The album features a cacophony of streaks of groove that are inextricably intertwined with disorienting blasts of psychedelia. It’s a triumph — not necessarily a happy or upbeat triumph, but a triumph of energy nonetheless, as spotlighted by the slowed down but still incessantly persistent melodies that build up like a haze by the album’s end. The opening track — which doubles as the title track — quickly devolves into a richly textured but absolutely relentlessly energetic explosion of drums and guitar that feels like two avalanches coming down at once, and throughout that song, swaggering, heavy low-end riffing streaks across the album’s palette with irreverently persistent and pretty damn captivating energy.
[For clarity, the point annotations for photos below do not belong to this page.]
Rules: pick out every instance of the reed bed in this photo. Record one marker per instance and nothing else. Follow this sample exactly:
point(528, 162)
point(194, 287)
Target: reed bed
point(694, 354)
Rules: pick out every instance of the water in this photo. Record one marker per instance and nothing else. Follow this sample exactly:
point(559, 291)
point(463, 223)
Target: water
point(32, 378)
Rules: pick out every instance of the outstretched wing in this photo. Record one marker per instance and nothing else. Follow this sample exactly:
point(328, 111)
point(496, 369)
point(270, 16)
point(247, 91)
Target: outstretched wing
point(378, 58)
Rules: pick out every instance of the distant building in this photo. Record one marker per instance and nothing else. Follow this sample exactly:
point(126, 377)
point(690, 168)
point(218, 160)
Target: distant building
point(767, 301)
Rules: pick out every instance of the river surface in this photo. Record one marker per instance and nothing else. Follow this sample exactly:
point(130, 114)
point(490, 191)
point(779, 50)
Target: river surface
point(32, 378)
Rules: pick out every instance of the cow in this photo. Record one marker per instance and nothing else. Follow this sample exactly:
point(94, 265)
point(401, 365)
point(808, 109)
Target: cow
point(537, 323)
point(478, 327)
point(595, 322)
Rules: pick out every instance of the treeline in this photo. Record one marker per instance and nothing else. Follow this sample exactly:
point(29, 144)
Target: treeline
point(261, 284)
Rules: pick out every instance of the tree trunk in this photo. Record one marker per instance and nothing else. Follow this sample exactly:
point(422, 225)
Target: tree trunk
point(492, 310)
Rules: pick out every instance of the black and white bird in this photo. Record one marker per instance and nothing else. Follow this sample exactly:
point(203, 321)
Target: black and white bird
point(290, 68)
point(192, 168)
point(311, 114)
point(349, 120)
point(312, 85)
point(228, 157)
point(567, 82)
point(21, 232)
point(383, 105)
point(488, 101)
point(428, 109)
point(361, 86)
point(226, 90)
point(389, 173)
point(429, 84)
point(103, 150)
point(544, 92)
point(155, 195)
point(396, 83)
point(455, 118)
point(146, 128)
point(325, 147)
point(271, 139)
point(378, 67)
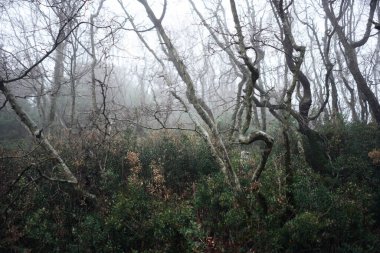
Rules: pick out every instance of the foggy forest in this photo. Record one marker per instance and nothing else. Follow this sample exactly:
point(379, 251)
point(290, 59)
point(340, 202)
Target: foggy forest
point(189, 126)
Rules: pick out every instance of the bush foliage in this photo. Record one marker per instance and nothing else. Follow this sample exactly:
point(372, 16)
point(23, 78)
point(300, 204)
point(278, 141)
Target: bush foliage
point(163, 193)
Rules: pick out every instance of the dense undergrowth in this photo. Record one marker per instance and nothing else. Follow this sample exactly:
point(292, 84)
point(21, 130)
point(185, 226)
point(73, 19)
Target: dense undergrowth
point(162, 192)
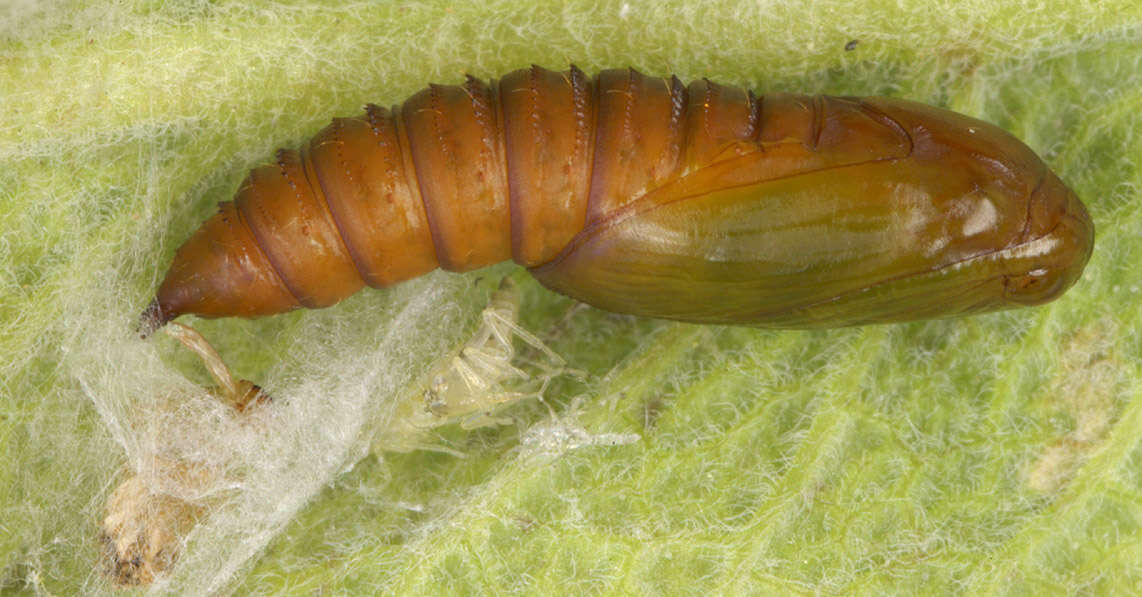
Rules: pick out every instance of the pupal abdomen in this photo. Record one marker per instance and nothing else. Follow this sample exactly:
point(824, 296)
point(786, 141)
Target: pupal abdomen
point(844, 211)
point(643, 195)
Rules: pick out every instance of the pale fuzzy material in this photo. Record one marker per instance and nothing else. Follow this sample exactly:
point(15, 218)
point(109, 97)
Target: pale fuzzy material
point(989, 456)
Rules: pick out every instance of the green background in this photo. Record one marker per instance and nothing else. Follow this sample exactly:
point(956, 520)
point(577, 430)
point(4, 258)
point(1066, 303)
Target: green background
point(997, 454)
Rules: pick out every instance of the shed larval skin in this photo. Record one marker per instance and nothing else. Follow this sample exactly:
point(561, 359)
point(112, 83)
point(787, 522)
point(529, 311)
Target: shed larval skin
point(643, 195)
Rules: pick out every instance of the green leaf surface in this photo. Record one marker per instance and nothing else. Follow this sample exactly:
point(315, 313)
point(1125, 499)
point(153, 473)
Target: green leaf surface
point(995, 454)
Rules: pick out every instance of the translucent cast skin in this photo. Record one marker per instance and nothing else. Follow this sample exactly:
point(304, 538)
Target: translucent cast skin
point(642, 195)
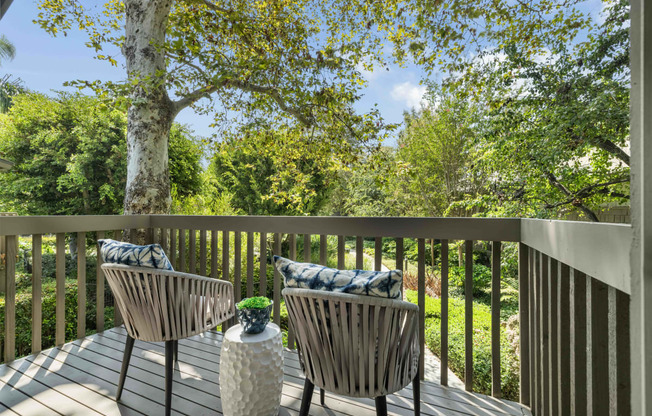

Thanks to the brazen persistence of the energy on this album, as the songs pass by, Bruxa Maria feel a bit like they’re knocking listeners over the head with the melodies and rhythm at the core of The Maddening. The quite fittingly named song “Brutal Attack,” for instance, sports menacing barrages of super heavy riffs with a filthily thick sound, and the overall rhythm abruptly shifts back and forth like a musically expressed mental frenzy. And that idea actually bursts right to the forefront when Bruxa Maria get to their track “Pushed To The Brink Of Madness Then Demonised,” which features a barely conscious bass chug repeating in a haze of feedback that together feels like struggling to not fly apart into a million little pieces. It’s like the musically expressed point of the final moment before falling right on over that brink and right into the madness — and wordless screeches even seem to ring out in the background, buried somewhat by the bubbling sonic stew.
The Maddening is not an easily forgettable album — it’s the sound of knocking over tables, throwing their contents around the room, and just letting what sounds like it all out, whatever exactly “it” might happen to be.